Sen. Wayne Allard, R-Colo., will speak in Craig this morning. We expect him to talk about immigration and what's being done nationally to rectify a situation that's gotten out of hand.
Sen. Ken Salazar, D-Colo., will address the same issue in Hayden on April 21.
We're glad senators are talking about a problem that's been stagnant politically for 20 years.
But simply discussing immigration isn't enough. Without effective legislation, the problem will continue.
About 11 million illegal immigrants live in the U.S., according to various estimates.
Because politicians have failed to address a growing problem for 20 years, they are faced with a daunting task.
What should be done with the millions of immigrants already here and the millions more who would like to come?
Should we give them all citizenship and the benefits that come with that designation?
Should we round them all up and haul them back to their native countries?
Should we just let them be and crack down on the ones who try to cross the border from now on?
There's no doubt illegal immigration is taking a toll on our education, health care and judicial systems.
The long lines at money transfer stations are evidence of the reason many immigrants come to America: to make money to send home to their families.
If we make jobs less accessible to undocumented immigrants, they will stop coming.
The government needs to make the process for employers to check potential employees' citizenship status more efficient so employers can make sure they are hiring legitimate workers.
Border Patrol officers need to crack down harder on those sneaking into the country.
Immigration and Customs Enforcement officials need to keep better track of immigrants here on visas and prosecute harder those who have broken the law by not going through the legal process of immigrating.

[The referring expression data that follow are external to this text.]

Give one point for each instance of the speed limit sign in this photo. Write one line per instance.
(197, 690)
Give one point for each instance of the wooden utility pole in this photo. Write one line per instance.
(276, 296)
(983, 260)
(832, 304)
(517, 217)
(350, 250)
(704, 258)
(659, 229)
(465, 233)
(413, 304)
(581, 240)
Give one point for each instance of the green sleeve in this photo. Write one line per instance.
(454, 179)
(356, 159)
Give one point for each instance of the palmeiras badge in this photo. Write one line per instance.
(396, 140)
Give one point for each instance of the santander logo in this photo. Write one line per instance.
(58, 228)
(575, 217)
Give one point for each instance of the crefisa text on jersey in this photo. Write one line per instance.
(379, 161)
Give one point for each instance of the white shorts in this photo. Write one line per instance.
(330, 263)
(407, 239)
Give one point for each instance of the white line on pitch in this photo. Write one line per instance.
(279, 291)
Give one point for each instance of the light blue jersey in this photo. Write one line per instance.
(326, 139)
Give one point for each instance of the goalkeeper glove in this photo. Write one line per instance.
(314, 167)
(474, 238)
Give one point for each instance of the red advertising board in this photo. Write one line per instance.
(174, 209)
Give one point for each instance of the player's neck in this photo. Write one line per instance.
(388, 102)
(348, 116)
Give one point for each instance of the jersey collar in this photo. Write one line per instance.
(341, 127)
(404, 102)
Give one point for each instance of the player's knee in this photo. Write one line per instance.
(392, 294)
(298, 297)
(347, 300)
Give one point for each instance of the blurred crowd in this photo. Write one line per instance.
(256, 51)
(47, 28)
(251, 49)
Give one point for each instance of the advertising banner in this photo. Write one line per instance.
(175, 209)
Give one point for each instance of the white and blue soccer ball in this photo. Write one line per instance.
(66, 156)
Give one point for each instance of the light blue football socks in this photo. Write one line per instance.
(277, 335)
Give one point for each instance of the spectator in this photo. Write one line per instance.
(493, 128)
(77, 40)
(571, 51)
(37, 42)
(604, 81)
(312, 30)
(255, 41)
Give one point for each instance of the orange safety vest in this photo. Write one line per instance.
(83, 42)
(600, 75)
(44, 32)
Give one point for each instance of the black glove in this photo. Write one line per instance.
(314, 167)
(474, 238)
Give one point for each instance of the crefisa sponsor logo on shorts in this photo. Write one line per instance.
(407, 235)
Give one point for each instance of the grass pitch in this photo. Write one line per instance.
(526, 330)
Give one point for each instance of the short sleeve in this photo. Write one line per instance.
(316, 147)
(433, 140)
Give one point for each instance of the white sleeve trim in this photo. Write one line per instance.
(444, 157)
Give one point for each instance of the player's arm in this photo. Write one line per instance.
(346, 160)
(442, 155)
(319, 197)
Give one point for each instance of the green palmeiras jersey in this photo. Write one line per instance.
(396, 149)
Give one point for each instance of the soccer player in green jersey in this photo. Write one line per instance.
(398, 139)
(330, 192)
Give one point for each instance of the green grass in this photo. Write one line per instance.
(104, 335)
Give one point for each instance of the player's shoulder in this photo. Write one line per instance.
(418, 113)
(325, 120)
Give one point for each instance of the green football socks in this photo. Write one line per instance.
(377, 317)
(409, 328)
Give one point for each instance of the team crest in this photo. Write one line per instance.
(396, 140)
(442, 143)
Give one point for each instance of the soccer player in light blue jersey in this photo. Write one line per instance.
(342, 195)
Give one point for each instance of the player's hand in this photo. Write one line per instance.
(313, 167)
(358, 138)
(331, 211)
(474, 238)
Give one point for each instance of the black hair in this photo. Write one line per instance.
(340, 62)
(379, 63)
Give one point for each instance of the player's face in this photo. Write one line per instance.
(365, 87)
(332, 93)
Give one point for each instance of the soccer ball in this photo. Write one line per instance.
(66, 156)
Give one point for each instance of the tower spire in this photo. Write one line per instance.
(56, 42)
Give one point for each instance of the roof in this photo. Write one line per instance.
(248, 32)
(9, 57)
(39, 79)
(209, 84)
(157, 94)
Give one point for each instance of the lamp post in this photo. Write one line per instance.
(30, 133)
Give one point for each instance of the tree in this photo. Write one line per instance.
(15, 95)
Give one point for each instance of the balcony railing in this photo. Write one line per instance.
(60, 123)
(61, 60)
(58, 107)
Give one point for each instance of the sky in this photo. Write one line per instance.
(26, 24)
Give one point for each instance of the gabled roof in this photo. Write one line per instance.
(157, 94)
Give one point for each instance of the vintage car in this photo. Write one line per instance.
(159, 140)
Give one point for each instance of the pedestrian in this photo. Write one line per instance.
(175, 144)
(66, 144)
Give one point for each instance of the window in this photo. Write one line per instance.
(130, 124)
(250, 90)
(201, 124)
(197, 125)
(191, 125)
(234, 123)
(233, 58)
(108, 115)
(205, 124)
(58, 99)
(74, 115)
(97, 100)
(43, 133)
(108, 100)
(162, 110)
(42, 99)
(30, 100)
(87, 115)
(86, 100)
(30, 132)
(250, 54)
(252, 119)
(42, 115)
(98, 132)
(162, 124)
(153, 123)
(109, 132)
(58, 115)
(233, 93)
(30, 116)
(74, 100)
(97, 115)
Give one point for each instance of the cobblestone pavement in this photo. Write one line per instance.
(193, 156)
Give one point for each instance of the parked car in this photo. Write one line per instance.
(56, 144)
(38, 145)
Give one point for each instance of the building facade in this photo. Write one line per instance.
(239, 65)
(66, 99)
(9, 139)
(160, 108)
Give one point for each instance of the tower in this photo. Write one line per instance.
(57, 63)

And at least some of the illegal immigrants who are already here need a path to citizenship, because sending them all back is simply impractical.
The allure of jobs and the American dream entices workers to come here.
But when they arrive, illegal immigrants are forced to live on the margins of society, often afraid to report crimes against them because they fear deportation.
The broken immigration system is not a partisan issue.
We hope fixing it isn't a partisan issue, either.